Encyclopedia Britannica

John Latham

Livingstone, Zambia, 1921 - London, England, 2006
  • Date: 
    1971
  • Edition/serial number: 
    2/3
  • Media description: 
    16 mm film, also transferred to video
  • Duration: 
    11 min.
  • Colour: 
    Black and white
  • Sound: 
    Silent
  • Category: 
    Film
  • Entry date: 
    2010
  • Register number: 
    AD05834

In this film, every frame corresponds to one page in the Encyclopedia Britannica, and at a speed of seventeen frames per second, this reduces the text to an illegible blur, and produces an initial anxiety as the viewer attempts to understand the information as it flashes past. So the point of departure is a text that is universally considered canonical in terms of access to knowledge in its widest sense. Its illegibility here is a reflection on human incapacity to take in knowledge through books and encyclopedic learning, using a method that turns the text into the object of a new mode of visual perception.
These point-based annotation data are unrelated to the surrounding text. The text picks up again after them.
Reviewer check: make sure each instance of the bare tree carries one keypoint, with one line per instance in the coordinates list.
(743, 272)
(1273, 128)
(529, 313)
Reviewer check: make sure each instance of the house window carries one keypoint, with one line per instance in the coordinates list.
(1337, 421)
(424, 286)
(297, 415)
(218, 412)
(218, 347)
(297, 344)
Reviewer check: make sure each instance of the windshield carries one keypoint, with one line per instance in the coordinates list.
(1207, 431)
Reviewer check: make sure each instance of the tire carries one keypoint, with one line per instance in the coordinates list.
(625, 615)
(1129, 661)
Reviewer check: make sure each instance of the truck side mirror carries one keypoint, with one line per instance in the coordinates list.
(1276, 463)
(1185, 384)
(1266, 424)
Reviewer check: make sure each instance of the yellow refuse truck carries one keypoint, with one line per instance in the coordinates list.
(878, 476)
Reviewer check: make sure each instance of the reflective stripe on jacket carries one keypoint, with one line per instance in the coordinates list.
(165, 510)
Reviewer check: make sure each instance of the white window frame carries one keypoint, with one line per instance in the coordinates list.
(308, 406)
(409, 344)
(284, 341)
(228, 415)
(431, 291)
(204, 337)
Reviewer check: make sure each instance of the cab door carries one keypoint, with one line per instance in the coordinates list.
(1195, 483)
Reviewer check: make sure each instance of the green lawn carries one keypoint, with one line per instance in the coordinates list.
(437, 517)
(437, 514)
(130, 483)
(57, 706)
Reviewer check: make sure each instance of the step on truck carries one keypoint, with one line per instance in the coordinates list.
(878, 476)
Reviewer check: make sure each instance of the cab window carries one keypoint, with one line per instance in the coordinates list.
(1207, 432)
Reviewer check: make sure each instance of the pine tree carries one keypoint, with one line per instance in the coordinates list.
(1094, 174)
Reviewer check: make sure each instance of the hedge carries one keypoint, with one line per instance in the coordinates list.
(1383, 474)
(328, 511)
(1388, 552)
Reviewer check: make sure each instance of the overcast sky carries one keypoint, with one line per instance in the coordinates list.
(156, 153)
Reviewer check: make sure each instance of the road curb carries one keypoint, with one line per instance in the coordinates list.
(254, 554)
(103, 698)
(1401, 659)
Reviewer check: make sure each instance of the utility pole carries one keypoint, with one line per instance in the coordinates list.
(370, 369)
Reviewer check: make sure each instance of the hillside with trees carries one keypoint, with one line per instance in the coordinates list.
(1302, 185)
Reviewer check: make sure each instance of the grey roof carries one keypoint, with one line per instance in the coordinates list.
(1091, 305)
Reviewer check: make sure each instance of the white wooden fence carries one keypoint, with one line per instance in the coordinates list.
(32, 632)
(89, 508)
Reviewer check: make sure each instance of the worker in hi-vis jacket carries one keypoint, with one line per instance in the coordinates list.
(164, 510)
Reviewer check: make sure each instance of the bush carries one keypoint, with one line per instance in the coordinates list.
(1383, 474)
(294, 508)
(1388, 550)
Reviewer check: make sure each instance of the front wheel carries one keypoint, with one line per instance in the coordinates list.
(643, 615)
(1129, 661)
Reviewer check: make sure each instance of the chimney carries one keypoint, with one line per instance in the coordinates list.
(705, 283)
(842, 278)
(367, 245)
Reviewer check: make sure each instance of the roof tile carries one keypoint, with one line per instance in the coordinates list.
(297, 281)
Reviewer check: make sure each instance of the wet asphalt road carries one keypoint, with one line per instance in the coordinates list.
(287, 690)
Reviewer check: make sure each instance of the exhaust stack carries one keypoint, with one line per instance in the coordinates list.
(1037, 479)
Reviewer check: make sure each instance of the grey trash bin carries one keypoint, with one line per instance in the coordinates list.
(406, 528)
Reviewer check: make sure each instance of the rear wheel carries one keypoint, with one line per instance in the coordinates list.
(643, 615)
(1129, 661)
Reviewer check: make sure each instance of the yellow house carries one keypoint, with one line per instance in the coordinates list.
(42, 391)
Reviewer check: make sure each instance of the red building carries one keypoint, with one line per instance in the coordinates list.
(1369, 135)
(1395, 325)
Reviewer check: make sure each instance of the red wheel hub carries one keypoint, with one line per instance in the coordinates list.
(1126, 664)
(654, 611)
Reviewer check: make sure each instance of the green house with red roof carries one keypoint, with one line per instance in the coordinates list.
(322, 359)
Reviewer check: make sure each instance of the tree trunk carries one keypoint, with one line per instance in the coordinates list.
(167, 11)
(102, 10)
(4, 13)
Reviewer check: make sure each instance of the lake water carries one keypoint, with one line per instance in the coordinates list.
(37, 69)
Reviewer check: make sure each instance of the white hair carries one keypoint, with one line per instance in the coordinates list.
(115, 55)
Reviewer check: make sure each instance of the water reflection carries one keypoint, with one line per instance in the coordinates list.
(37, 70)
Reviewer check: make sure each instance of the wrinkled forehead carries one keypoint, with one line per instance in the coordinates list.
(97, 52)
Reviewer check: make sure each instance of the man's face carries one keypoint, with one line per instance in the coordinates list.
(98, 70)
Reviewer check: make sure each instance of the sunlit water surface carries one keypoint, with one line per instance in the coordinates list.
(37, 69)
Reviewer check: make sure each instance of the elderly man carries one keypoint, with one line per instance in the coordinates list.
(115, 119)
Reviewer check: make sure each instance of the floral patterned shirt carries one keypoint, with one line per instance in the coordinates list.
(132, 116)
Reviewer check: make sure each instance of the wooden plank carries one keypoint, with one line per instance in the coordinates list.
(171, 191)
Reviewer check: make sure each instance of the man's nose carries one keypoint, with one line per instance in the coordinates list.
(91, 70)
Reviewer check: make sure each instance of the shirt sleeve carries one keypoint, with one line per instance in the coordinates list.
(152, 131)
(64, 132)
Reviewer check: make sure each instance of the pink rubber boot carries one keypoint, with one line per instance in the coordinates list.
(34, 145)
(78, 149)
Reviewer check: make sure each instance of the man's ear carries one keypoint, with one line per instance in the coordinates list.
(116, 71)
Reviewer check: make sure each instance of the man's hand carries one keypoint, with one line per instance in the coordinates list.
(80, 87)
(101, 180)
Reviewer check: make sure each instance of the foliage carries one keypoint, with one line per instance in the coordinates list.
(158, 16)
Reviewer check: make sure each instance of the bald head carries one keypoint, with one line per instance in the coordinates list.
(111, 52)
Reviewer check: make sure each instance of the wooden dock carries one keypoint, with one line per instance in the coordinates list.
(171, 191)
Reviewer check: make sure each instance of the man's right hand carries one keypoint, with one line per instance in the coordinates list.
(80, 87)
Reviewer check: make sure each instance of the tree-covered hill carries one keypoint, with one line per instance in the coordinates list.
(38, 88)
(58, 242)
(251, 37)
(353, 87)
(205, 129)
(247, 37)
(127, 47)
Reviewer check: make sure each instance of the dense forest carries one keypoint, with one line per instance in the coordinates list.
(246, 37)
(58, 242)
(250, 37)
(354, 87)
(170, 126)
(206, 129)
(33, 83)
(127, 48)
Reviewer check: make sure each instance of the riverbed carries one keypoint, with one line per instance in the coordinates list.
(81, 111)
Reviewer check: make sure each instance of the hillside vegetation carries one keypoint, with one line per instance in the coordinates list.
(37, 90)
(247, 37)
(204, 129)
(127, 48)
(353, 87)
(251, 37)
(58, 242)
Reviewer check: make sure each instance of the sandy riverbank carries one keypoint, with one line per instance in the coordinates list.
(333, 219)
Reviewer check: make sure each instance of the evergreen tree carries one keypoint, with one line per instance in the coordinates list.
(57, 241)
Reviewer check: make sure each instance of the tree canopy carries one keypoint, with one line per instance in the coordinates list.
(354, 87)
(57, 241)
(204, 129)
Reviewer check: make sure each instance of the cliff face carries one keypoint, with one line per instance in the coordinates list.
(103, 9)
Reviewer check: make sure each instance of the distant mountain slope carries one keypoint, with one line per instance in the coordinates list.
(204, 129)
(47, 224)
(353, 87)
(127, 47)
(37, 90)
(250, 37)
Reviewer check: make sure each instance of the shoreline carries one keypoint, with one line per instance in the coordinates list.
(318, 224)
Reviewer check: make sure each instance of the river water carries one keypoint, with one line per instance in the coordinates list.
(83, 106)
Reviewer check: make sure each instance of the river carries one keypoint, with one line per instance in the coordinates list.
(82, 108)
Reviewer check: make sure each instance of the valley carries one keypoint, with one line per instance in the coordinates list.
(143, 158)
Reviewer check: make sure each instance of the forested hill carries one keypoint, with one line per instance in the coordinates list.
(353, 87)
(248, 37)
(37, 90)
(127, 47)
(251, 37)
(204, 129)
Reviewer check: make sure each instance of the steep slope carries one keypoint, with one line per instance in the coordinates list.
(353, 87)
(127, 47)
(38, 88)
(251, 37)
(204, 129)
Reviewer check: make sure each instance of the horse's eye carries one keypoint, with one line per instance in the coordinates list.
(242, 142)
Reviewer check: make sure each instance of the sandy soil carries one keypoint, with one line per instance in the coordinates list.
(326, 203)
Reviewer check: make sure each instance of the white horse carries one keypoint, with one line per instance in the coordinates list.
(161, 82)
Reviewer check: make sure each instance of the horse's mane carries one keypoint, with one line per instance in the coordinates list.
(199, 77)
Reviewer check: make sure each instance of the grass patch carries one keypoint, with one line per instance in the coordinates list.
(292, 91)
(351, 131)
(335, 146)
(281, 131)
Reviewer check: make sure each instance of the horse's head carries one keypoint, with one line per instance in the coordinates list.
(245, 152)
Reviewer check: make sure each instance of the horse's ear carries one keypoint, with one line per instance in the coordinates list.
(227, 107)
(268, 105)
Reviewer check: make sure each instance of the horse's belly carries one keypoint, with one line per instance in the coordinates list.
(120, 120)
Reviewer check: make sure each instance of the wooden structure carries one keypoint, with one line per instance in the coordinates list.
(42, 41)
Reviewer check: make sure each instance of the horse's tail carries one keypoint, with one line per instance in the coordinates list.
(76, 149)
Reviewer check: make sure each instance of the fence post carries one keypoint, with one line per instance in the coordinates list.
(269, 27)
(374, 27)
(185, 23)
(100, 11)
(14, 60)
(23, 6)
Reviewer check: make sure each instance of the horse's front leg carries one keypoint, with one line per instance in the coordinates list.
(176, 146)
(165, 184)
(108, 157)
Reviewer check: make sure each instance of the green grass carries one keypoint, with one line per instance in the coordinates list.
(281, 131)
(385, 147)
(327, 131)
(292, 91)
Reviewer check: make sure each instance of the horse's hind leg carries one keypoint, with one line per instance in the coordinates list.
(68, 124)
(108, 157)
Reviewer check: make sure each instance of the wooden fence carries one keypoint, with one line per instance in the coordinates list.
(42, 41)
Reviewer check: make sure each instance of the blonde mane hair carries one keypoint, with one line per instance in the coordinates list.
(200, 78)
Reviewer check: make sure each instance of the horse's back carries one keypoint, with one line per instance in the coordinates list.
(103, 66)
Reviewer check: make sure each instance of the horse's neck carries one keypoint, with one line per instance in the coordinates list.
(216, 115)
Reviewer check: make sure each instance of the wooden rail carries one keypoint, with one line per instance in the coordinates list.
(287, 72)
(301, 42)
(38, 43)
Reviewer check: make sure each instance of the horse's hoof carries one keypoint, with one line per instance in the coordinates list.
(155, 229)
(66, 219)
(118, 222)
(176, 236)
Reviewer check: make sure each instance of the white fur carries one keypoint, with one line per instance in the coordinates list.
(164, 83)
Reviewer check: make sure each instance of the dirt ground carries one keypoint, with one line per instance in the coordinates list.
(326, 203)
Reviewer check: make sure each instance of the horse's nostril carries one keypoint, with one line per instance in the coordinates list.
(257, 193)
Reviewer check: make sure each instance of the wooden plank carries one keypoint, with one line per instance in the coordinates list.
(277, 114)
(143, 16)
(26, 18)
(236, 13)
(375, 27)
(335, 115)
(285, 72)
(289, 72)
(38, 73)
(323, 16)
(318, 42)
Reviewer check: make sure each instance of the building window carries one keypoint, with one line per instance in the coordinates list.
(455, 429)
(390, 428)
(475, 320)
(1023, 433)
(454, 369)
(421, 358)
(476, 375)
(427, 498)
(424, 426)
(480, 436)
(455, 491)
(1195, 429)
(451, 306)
One of the fundamental criticisms in the artist’s work was his radical stance on American critic Clement Greenberg’s formalism; however, that did not mean that his criticism leaned towards Minimalism (with which he had nothing in common), being more concerned with aspects related to conceptual art. This is a seminal piece in John Latham’s career, which brings together a number of the his work’s principal concerns: the way history is written, memory, interest in the word as a container of knowledge and the reflection on art as an autonomous object.